During the Archaean, archaebacteria first appeared, evolving into other forms of bacteria including the cyanobacteria. One of the more plausible theories for the evolution of plants and animals is that the chloroplasts that are the energy producers of plant cells and the mitochondria that are the energy producers of animal cells were bacteria that were absorbed by another type of bacterial cell and gradually became adapted to survive as occlusions; their combination resulting in cells with nuclei and other inclusions that characterize eukaryotic kingdoms.

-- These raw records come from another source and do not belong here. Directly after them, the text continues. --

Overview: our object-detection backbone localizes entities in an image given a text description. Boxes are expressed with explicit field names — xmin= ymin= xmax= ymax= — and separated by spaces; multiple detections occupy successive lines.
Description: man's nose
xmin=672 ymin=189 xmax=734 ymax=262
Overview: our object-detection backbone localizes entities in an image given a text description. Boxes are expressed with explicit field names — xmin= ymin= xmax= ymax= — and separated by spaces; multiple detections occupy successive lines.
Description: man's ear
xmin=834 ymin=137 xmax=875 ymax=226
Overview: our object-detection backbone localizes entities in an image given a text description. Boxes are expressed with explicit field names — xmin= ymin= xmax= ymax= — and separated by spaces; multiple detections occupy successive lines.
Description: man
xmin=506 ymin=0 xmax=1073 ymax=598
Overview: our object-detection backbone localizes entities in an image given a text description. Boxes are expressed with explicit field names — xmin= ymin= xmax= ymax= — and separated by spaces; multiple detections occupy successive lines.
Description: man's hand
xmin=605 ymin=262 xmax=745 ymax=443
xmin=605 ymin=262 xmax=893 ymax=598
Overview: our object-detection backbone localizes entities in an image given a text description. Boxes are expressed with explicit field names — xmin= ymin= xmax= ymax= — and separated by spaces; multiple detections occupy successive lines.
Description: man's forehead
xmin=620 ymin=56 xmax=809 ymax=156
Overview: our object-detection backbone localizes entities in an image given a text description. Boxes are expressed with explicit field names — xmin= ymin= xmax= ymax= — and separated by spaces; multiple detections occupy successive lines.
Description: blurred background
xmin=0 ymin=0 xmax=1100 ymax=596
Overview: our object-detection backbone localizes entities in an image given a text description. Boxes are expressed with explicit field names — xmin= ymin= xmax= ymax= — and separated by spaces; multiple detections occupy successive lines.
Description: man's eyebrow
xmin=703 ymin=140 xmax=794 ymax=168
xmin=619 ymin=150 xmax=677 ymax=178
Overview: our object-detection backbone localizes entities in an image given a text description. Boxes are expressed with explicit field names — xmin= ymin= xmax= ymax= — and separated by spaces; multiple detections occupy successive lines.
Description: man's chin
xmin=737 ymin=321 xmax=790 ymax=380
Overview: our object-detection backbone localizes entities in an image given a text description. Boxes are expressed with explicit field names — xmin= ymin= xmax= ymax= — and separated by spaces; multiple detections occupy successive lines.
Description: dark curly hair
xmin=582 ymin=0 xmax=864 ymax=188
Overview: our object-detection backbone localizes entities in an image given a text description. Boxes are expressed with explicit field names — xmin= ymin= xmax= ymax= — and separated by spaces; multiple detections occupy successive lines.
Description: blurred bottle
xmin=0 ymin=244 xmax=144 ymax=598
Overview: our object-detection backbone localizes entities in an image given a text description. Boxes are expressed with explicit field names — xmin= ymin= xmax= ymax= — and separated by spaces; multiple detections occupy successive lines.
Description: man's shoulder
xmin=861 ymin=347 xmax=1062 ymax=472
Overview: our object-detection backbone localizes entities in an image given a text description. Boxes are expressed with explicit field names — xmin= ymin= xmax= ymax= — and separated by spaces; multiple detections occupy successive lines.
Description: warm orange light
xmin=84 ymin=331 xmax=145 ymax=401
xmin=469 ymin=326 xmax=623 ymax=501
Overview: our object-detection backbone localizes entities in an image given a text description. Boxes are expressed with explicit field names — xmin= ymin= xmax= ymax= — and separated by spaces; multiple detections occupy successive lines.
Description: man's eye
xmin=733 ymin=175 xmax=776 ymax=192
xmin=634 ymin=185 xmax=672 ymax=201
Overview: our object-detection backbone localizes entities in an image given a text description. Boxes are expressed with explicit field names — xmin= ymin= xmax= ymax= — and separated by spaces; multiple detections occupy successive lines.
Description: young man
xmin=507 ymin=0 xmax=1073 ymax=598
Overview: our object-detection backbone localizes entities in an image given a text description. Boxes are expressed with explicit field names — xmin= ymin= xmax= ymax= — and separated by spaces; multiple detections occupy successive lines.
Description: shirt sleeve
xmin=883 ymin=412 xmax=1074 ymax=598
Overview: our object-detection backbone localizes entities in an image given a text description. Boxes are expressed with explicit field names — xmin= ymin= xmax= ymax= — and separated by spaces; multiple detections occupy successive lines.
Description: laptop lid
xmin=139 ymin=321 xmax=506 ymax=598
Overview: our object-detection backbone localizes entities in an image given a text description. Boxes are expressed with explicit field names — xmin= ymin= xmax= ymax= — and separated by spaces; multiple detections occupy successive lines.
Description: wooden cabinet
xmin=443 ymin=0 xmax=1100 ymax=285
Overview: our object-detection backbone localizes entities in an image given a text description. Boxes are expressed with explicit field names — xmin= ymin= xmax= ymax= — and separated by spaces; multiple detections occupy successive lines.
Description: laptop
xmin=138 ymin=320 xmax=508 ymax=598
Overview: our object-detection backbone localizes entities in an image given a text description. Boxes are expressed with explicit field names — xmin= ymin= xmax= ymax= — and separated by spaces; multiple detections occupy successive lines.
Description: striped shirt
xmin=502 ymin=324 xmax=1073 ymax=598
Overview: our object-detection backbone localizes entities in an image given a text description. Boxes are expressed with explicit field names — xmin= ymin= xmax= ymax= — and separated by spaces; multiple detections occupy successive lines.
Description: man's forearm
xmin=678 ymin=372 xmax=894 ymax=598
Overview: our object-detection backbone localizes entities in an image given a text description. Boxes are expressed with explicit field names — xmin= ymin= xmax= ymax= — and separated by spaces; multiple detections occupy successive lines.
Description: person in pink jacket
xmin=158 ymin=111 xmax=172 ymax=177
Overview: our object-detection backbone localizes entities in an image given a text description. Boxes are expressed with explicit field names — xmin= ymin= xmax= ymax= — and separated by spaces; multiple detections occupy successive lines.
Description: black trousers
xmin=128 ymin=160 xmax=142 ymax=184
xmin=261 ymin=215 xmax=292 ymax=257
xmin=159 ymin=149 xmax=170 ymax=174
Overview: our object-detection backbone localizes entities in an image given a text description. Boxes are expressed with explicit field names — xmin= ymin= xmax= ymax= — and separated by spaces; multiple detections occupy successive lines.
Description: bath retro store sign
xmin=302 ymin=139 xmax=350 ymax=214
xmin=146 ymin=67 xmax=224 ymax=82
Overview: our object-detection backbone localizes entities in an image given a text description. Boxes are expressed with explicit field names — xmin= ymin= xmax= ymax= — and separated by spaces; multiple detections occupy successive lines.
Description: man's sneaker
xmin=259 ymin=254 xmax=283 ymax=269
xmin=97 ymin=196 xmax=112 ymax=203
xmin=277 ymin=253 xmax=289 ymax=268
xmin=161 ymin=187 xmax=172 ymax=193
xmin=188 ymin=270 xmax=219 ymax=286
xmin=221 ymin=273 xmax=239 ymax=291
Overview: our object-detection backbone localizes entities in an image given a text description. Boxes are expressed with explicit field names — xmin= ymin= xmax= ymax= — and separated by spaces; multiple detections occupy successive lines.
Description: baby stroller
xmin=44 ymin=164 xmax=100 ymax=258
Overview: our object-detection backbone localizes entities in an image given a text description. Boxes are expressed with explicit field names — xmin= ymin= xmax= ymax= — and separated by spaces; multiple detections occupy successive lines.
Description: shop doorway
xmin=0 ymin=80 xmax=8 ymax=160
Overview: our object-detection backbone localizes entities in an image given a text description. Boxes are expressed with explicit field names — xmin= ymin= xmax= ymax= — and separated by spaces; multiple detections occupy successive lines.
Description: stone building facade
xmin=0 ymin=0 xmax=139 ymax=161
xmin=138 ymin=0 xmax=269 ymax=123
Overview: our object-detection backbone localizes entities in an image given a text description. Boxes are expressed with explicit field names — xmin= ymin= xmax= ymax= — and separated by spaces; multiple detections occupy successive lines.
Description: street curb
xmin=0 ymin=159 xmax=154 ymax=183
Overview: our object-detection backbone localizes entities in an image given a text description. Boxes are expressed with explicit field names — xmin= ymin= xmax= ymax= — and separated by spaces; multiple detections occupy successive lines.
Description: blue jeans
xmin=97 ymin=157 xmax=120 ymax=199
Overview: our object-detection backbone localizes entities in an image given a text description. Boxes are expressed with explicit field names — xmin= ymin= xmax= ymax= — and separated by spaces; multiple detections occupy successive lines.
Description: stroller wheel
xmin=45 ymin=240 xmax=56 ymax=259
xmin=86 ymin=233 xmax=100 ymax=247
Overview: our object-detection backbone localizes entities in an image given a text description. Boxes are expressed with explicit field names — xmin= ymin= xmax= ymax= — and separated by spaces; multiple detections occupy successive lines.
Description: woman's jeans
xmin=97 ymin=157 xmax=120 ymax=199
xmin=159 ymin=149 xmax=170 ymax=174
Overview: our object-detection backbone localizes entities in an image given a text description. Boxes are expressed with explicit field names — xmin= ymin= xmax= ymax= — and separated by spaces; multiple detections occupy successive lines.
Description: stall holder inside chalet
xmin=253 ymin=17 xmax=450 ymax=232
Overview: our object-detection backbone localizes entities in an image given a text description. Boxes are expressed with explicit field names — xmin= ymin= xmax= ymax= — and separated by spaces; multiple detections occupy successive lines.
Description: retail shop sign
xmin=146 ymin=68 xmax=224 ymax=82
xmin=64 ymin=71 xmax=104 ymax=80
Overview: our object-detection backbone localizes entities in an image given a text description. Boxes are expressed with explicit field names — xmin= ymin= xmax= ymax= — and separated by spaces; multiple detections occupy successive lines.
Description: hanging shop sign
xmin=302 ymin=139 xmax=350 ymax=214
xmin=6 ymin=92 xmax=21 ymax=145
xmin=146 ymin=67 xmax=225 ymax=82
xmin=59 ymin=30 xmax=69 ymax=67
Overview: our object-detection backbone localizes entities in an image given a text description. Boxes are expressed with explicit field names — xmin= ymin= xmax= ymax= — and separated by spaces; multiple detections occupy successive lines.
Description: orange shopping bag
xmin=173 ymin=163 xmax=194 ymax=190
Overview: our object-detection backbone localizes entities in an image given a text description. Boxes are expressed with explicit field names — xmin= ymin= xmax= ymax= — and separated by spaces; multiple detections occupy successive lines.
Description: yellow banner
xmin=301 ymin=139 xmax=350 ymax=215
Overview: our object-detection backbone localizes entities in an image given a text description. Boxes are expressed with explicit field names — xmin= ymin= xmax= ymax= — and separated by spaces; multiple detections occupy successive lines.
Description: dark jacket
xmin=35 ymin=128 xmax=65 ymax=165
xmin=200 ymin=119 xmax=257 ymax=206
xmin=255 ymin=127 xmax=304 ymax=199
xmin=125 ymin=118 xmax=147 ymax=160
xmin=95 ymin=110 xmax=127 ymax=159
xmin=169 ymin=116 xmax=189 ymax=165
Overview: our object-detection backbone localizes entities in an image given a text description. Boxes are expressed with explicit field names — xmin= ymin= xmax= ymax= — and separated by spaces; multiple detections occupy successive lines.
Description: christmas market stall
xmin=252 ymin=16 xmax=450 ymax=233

The fungi first appear in the fossil record early in the Proterozoic, as do the photosynthetic green algae which proliferated to produce oxygen, eventually oxidizing all of the available metals until there was enough to build up in the atmosphere, leading to the “Great Oxidation Event” that marked the onset of the Proterozoic Eon. It is oxygen that drives the energy generation necessary for the mobility of animals. Everything was ready for complex life except one key component, phosphorus. The Proterozoic is also defined by the accretion of the larger land masses to form continents. The life that began in the sea surged onto the emerging continents, and, over millions of years, settled into a sustainable configuration. Thus the fungi in need of a source of energy found itself in the company of algae in need of water, minerals and physical support. In combining, they produced the self-sustaining lichen. The lichens of the Proterozoic like the lichens of today, accelerate the weathering of the rocks of their crustal habitat. Weathering released the phosphates that were then transported to the oceans. At some point, the combination of carbon, oxygen and nitrogen from the atmosphere and the phosphates and other minerals of the land masses combined in the ocean to provide the building blocks for the proto-proteins. It took awhile, maybe a boring billion years, but in the end, lichens may have been our chemical progenitors.